Il faut t’expliquer ici, ma nièce, comment et pourquoi tout le monde venait là… Tu te rappelles que je t’ai dit qu’en quittant la cuisinière, après lui avoir remené ses enfans, j’avais pris avec elle un petit ton de hauteur, en lui disant que j’avais trouvé une meilleure condition. Cette femme, piquée et curieuse, m’avait fait suivre par un petit commissionnaire de l’hôtel, et avait appris, par son rapport, que j’étais chez une entremetteuse. Ma mère étant arrivée le lendemain, sur la lettre de la dame, la cuisinière lui avait annoncé mon escapade, en l’animant contre moi pour le vilain métier qu’elle conclut que j’allais faire dans cette maison, et lui avait conseillé d’avertir un commissaire pour m’en faire enlever d’autorité. Ma mère n’avait pas perdu de temps, et était survenue, comme tu vois, bien à propos… car c’est comme un bonheur dans notre famille, qu’on arrive toujours à temps pour empêcher le mal… et je te suis déjà venue aussi quelque-fois bien à point nommé, ma nièce ! témoin la seringue d’Anodin, la broche de monsieur de Lafleur, et le jeu des clercs du procureur… J’allais dire aussi les pinceaux des peintres… mais sainte Suzanne veillait sur toi dans ce moment-là !… Revenons à notre histoire.

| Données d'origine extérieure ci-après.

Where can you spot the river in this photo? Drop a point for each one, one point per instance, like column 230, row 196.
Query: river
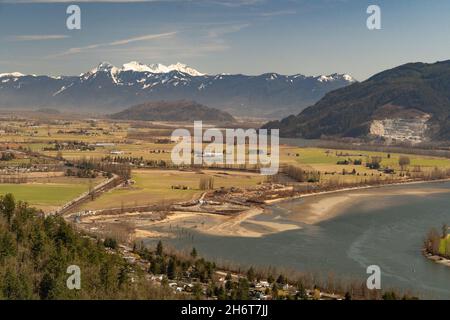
column 381, row 228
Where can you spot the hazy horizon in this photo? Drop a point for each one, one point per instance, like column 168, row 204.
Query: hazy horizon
column 243, row 36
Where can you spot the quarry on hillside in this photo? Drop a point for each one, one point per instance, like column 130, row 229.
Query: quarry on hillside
column 400, row 129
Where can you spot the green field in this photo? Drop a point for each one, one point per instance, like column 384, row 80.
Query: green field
column 155, row 186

Ma pauvre mère ne se possédait plus, et jetait les hauts cris en me voyant dans un état si pitoyable. Elle commença par m’envelopper dans son tablier, pendant que je racontai au commissaire, qui me somma de faire ma déposition, toute mon aventure avec cette abominable femme, depuis notre rencontre, la veille, jusqu’au moment actuel.

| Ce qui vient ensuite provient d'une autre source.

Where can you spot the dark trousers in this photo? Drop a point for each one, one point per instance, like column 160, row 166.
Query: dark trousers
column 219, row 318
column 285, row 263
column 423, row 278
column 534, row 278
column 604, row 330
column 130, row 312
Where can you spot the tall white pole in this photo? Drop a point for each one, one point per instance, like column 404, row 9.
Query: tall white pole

Il lui ordonna d’abord de me rendre mes vêtemens, et sitôt que je fus rhabillée ; il m’envoya avec ma mère, dans un fiacre qui fut pris aux dépens de la coupable, pour me conduire chez un chirurgien, où je serais traitée à ses frais aussi. Pour elle, il la fit mener en prison, ainsi que l’homme aux soixante louis, en me disant que, lorsque je serais en état, je serais appelée pour comparoir aux interrogatoires du procès criminel qu’il allait faire instruire contr’eux ; et que, pour récompense de ma vertu, j’obtiendrais de bons dédommagemens.

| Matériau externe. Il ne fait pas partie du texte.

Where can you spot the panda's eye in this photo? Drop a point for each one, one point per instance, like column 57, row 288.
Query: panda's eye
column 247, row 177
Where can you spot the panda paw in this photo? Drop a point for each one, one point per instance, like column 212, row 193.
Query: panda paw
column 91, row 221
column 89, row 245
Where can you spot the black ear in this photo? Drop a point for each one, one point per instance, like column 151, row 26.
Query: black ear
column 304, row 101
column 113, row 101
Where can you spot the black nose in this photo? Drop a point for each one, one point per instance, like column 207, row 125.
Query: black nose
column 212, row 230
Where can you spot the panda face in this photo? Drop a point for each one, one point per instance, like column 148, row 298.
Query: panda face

Ainsi se termina cette scène horrible. Je fus bien guérie chez le chirurgien, où ma mère fut logée et nourrie avec moi aux dépens de la suborneuse, et nous retournâmes ensemble à notre village, avec la copie du jugement, qui attestait ma sagesse et ma conduite honorable, vingt-cinq louis qu’on m’avait fait payer par la femme, comme amende et réparation ; et vingt-cinq autres que le bossu, que cette aventure avait retiré du vice, et qui avait fait des réflexions sur ma vertueuse résistance, y ajouta de lui-même, en gratification, en me faisant prier de lui pardonner le tort qu’il avait eu dans cette malheureuse affaire.